The PRA, which represents independent fuel retailers, said that more than a quarter (27%) of its members' were still out of fuel on Thursday.
That was better than the 37% which were out of fuel on Tuesday, but demand remained higher than usual, it said.
However the AA said it saw signs that the pressure was starting to ease.
The PRA, which represents nearly 5,500 of the UK's 8,300 petrol stations, said Thursday's figures were based on responses from 1,500 stations.
"Trying to calm this down appears to be a monumental task at the moment," said PRA chairman Brian Madderson.
"The surge in demand appears to be continuing," he said. "There's been no easing off of the pressure from drivers wanting to refuel whenever they can, wherever they can."
The UK has been grappling with a fuel crisis that has caused huge queues outside some petrol stations, and forced customers to drive round multiple sites in search of supplies.
While the government and industry said there was enough fuel at UK refineries, a shortage of drivers has slowed the transport of fuel to petrol stations.
The government said it was seeing the "first signs" of demand for fuel stabilising, and stressed there was no shortage of fuel.
The AA also said it saw signs that the pressure on fuel pumps was starting to ease.
The motoring group said that the number of call-outs from drivers who had run out of fuel had initially increased sharply and was "in the hundreds" over the weekend. But it said those numbers were now falling rapidly.
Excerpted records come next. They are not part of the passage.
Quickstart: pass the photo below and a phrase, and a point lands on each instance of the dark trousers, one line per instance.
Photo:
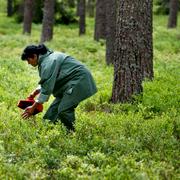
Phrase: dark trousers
(66, 116)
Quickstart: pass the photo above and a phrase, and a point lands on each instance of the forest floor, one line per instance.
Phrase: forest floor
(122, 141)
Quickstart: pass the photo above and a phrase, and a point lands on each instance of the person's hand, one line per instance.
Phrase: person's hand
(34, 93)
(28, 112)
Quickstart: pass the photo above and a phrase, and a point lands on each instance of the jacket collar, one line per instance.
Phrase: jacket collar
(41, 57)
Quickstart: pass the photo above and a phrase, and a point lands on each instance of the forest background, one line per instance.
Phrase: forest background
(137, 140)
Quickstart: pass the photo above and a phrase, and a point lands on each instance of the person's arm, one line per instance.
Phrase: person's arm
(35, 92)
(30, 110)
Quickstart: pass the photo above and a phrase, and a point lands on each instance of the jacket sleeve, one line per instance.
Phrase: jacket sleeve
(48, 77)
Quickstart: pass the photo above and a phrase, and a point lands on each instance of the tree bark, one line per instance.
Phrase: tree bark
(147, 45)
(100, 20)
(90, 8)
(129, 40)
(110, 30)
(9, 8)
(28, 13)
(82, 17)
(48, 20)
(172, 22)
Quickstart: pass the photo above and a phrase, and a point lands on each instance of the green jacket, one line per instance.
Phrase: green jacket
(65, 78)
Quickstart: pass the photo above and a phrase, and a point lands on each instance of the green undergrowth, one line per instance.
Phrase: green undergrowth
(112, 141)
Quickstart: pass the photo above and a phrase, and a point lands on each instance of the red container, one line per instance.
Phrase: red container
(23, 104)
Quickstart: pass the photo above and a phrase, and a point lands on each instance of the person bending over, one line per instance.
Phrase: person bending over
(66, 78)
Although some queues remain in London, the South East and some other built-up areas, AA president Edmund King said daily improvements were now visible.
"We believe we have turned the corner," he said.
The PRA told the BBC that it had also received "anecdotal" evidence that the problems were more acute in London and the South East. It said that Scotland, Northern Ireland and Wales appeared to be "mostly ok".
The PRA's Mr Madderson said he had written to the government this morning to warn them that the price of petrol and diesel at the pump was likely to rise, after a rise in the price of Brent Crude oil. A fall in the value of the pound against the dollar would also push up prices for UK customers, he said.
"Those two [factors] have already started to impinge on wholesale prices, which have gone up - in the last three nights - by nearly 3p a litre," he said.
Government plans to use the army to address some of the delivery problems in the coming days would help to ease the problems, Mr Madderson said, but the main thing that was required was a change in public behaviour.
"Let's just try and calm it down please," he said.
He said he understood that the army could be helping with deliveries by the weekend.
The majority of sites completely out of stock were BP franchisees, Mr Madderson said, adding the PRA was talking to BP about the issues they were facing.
BP told the BBC it was "working flat out to keep our petrol stations stocked and restock them when they run out".
Long queues and frustrated customers have led to multiple reports on social media of abuse of service station staff.
BBC broadcast engineer Simon Hardwick tweeted: "Chatting with a member of staff at a supermarket petrol station, who said they are getting deliveries but within a few hours they sell out again. He also mentioned the abuse he's been receiving from members of the public."
Industry leaders have condemned physical and verbal abuse suffered by service station employees during the crisis.
Gordon Balmer, the executive director of the PRA, said the abuse was "completely unacceptable".
"It is important to remember that fuel stocks remain normal at refineries and terminals, and deliveries have been reduced solely due to the shortage of HGV drivers", he added.
The haulage industry said an existing shortage of lorry drivers had been made worse by a number of factors, including the pandemic, Brexit, an ageing workforce, and low wages and poor working conditions.
In an attempt to limit disruption, the government has confirmed that 5,000 fuel tanker and food lorry drivers can receive temporary UK visas, with the scheme ending on Christmas Eve.
The Road Haulage Association said, however, the recent move "barely scratches the surface", adding that only offering visas until Christmas Eve "will not be enough for companies or the drivers themselves to be attractive".
A spokesman for the government said it had taken "immediate action" to increase the numbers of HGV drivers.
"We recognise the challenges facing industry and streamlined the testing process in July to boost the number of drivers," he added.
Meanwhile, petrol station group EG said its workers would get a 5% pay rise for "heroic" work since the start of the Covid pandemic.
The wage increase takes the minimum rate for over-18s to £9.50 per hour at EG Group, which was founded by the Asda-owning Issa brothers.
Mohsin and Zuber Issa, the billionaire co-founders and co-chief executives of the group, said: "Our colleagues have pulled out all the stops and been nothing short of heroic during often very difficult times since the start of the pandemic.
"It is due to their hard work and dedication that EG has continued to be a growth business, performing strongly over the past 12 months.
"We are grateful to each and every one of them for their contributions and are therefore making a total reward package available to them which we believe is among the best in the country."
EG Group was founded in 2001 and has more than 45,000 staff working in more than 6,200 sites in Europe, the US and Australia.